Herbert Vorgrimler. Neues Theologisches Wörterbuch
Limbus
   (lat. = Saum, Rand), in älterer deutscher Literatur oft ”Vorhölle“. In der Frühscholastik (11. Jh.) wurde eine Lehre über einen Ort u. Zustand, L. genannt, entwickelt, später von Thomas von Aquin († 1274) systematisiert u. zur allgemeinen Geltung gebracht, im Hinblick auf Verstorbene, die von Gott weder mit Seligkeit beschenkt noch mit Verdammung bestraft werden würden. Es handelte sich um eine Reaktion gegen den sonst jahrhundertelang maßgebenden Theologen Augustinus († 430), der ”wissend“ die Meinung vertrat, die ohne Taufe verstorbenen Kinder würden für immer in die Feuerhölle geworfen, wenn dort auch mild bestraft für eine ”Sünde“, die sie sich nur von ihren Eltern erbend zugezogen hätten. In der Lehre vom L. wurde der ”limbus puerorum“ für Kinder unterschieden vom ”limbus patrum“ für die vor der Auferweckung Jesu verstorbenen atl. Gerechten u. die frommen Heiden. Im L. war den Insassen die Anschauung Gottes (wegen des Fortbestehens der Erbsünde) versagt; sie wurden überdies mit sinnenhaften Strafen (”poenae sensus“) gepeinigt, jedoch nicht so stark wie die Verdammten.

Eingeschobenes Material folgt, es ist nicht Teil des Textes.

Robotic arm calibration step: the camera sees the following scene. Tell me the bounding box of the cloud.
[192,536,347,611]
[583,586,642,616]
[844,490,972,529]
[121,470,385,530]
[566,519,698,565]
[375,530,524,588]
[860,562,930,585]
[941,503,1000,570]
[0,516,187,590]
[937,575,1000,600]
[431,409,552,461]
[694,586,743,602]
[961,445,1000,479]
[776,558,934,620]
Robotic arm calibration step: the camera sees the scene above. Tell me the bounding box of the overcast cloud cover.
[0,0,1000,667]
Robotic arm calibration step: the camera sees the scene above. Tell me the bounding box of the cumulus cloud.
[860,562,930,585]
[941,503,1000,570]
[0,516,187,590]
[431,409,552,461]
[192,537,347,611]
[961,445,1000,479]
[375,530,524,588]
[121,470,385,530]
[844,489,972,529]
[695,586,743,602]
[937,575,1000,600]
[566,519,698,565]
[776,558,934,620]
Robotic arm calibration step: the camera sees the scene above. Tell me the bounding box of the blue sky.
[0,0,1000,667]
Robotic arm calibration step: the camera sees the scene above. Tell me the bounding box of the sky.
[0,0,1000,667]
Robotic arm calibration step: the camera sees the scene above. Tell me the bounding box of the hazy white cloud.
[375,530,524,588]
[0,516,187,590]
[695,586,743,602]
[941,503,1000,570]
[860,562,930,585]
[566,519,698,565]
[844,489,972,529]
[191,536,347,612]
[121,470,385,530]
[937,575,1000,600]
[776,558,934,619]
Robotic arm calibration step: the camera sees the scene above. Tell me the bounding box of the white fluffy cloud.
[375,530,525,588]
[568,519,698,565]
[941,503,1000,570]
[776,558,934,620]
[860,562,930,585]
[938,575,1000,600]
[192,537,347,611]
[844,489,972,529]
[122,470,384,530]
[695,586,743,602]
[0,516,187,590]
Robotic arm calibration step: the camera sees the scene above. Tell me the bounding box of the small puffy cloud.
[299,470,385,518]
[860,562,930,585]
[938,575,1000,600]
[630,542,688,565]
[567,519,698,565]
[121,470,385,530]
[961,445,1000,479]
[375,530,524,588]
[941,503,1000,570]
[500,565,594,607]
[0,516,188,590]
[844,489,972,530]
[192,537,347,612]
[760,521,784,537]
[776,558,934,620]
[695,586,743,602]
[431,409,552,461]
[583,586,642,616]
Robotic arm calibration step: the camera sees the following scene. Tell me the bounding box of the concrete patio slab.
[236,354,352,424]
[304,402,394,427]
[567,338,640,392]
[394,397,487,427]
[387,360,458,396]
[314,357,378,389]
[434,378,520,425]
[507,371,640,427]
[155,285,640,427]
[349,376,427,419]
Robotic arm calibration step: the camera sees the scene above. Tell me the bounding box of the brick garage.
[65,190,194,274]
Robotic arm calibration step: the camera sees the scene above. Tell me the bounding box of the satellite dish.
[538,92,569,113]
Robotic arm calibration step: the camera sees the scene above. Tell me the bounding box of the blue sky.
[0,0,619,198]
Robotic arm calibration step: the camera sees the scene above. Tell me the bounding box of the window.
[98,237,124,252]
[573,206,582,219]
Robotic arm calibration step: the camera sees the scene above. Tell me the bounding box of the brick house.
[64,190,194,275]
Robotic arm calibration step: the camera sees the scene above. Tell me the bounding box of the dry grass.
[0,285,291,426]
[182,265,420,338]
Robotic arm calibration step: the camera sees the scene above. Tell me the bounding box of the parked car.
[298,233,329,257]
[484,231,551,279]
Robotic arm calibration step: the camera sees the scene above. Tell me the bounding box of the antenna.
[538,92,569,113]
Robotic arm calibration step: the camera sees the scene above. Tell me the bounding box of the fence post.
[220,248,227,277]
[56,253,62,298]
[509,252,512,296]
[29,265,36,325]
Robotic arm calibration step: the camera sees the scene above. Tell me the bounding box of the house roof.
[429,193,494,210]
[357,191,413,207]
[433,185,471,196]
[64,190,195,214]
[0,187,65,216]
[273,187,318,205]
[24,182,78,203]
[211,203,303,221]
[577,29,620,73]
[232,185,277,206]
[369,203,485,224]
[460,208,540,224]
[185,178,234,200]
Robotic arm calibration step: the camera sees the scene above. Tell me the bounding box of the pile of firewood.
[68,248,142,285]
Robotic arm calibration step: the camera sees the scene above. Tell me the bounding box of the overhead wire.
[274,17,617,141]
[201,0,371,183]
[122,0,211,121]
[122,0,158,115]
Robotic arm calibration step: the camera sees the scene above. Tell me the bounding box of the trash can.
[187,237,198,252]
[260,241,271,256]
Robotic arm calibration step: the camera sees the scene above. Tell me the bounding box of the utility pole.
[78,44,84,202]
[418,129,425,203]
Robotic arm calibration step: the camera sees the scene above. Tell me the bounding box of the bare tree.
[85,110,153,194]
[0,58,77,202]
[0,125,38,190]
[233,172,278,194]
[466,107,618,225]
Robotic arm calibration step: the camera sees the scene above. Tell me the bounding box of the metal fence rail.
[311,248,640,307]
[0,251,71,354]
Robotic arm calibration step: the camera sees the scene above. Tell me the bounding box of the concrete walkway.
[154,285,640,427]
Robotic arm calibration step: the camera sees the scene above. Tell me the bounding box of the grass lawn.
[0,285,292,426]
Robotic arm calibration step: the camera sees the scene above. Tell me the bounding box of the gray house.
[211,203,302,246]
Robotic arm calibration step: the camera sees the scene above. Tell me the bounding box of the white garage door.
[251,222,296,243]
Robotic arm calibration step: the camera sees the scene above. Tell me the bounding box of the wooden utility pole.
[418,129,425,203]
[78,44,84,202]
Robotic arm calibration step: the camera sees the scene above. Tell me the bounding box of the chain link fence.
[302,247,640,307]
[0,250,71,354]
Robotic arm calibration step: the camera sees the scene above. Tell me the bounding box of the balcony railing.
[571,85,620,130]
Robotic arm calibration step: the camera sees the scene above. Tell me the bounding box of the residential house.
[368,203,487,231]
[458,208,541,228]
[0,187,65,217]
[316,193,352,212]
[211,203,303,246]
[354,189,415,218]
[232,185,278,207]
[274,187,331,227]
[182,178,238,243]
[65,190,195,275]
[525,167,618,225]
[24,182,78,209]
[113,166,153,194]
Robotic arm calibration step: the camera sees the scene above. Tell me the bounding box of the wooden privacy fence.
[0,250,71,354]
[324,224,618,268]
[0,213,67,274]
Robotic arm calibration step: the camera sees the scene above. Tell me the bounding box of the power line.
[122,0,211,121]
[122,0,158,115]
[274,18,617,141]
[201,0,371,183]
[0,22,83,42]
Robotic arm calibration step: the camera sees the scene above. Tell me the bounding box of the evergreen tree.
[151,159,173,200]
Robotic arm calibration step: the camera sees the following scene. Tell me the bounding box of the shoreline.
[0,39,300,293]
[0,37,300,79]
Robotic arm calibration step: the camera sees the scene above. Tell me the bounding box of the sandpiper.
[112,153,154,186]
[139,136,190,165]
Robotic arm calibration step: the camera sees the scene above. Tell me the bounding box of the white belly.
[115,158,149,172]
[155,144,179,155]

Im Zug der theol. Reflexion wurden diese Strafen gemildert u. schließlich verneint; statt dessen sprach man von einer Art ”natürlicher Seligkeit“. Biblische Anhaltspunkte waren die Texte über die Scheol, über den ”Schoß Abrahams“ (Lk 16, 22) u. über den Höllenabstieg Jesu Christi . Die Lehre vom L. wurde von der röm.-kath. Theologie allgemein vertreten, war jedoch nie Gegenstand einer verbindlichen amtlichen Lehräußerung. Die Theologie der Neuzeit erwog verschiedene Möglichkeiten, auch unmündigen Kindern die Möglichkeit einer ewigen Seligkeit zuzugestehen. Eine bloß natürliche Seligkeit wurde mit der Klärung des Verhältnisses von Natur u. Gnade abgelehnt. Schließlich setzten sich die Überzeugungen von einem universalen, wirksamen Heilswillen Gottes u. von einem übernatürlichen Existential durch. Der L. als Produkt einer wissenden Theologie ist heute aufgegeben.